Fri, March 16, 10:30am to 12:00pm, Riverside Convention Center, MR 10

Abstract

Environmental historians have long been interested both in the stories of specific local places and the role of global scientific knowledge in better understanding them. But how did field scientists who came to more closely know specific places over time negotiate the tension between local environmental particularity and the more globally informed interpretations that have often been favored by other scientists? And how have they interacted with people who live in the field? This paper seeks to address these questions by considering the liminal case of the paleontologist Harold J. Cook, who grew up on a ranch in western Nebraska near the Agate Fossil Beds, but who also pursued a career as a field scientist, studying as far away as New York City, collaborating with eastern museums, and ultimately accepting a position at the Colorado Museum of Natural History (later known as the Denver Museum of Nature and Science). Nevertheless, Cook’s career was constrained by his desire to maintain control over his family’s ranch and by an epistemic commitment to placing the Agate Fossil Beds at the center of his interpretations of other fossil sites.
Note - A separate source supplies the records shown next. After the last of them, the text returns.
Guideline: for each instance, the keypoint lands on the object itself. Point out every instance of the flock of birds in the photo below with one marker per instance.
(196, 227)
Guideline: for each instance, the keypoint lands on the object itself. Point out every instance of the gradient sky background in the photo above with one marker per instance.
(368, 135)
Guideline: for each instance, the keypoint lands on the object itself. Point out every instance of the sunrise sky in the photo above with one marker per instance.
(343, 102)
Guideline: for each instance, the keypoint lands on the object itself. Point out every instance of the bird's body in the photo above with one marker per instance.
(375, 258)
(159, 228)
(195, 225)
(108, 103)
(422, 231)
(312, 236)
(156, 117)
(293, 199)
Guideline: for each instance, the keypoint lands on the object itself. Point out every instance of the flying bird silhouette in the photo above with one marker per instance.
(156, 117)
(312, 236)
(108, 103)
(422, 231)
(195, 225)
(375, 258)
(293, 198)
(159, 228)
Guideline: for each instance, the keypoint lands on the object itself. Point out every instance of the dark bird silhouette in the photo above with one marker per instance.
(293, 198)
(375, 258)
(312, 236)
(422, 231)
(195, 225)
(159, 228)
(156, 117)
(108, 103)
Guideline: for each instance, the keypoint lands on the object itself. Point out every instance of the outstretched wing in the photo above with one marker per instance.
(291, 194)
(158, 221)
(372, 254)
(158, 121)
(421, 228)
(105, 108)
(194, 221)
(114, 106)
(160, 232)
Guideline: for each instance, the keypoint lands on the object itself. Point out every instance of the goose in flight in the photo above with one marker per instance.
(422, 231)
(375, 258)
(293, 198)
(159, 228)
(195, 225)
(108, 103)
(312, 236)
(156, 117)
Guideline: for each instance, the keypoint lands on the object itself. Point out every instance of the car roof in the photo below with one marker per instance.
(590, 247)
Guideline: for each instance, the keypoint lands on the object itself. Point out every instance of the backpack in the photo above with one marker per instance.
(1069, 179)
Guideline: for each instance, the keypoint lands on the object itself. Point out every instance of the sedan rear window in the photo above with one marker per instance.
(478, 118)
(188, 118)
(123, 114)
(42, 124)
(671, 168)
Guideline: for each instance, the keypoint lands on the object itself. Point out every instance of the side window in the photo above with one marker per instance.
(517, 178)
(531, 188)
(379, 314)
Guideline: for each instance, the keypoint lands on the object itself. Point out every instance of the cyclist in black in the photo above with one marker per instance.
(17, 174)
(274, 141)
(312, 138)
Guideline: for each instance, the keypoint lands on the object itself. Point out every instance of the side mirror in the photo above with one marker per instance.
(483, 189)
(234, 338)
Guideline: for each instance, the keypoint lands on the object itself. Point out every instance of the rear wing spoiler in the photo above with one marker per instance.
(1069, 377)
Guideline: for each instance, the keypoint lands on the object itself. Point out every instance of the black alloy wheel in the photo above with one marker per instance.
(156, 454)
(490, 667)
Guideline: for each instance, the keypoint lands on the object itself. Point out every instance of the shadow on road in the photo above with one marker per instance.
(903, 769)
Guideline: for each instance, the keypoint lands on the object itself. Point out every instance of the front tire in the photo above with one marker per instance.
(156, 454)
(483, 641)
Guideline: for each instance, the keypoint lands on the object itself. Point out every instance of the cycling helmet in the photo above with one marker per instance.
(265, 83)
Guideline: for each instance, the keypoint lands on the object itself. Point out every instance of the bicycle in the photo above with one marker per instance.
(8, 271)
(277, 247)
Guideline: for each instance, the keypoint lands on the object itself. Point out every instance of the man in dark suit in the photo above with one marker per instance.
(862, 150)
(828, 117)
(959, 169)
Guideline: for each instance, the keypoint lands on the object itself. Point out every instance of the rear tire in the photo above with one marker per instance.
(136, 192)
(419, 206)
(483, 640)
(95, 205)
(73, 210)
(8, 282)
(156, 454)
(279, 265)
Moreover, he worked very hard to collect and display fossil remains on site rather than sending them to distant museums. By comparing Cook’s “practices of place” with other paleontologists who were based in eastern cities, I aim to uncover the power relations in an especially prominent field science of the early twentieth century, focusing on the movement of Cook and other paleontologists between different environments, as well as the structural limitations imposed by the larger power relations of paleontological science.